10 years ago, I bought a pre-lit tree, my first one.  All white lights.  The only time I have ever braved the crazies and actually camped out in the early morning hours on Black Friday, was for this pre-lit tree.  it lasted forever.  In fact it's probably still working.  However, last year, my son requested that we get a multicolored light tree.  So I gave the old one away, and purchased a multicolored tree.  This year, I dig the tree out, put it together... fluff it (which is a project of it's own), plug it in.. and of course, one whole section of the darned thing doesn't work.  I started to try and determine which light was the culprit, but it was such a lost cause, I went out and bought a string of lights... for my "pre-lit" tree.

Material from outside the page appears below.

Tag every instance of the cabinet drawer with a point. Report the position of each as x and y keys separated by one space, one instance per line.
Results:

I promised my son that I would get the Christmas lights up on the house this weekend, so last night I was up on the ladder in the dark putting the lights on the outside of the house.  Because even though he spends time in two different homes at the holidays, I don't want to feel like he's getting shorted on the holiday cheer.  But at the same time, I just don't feel the spirit anymore.  Everything feels like a "have to"...  And I wonder if he even feels the Christmas spirit, or if he just feels like this is the time of the year that Mommy is losing her mind and impatient.  I want to get back to feeling the excitement!  So I think I'll write Santa a letter... ask him to put the joy back into Christmas!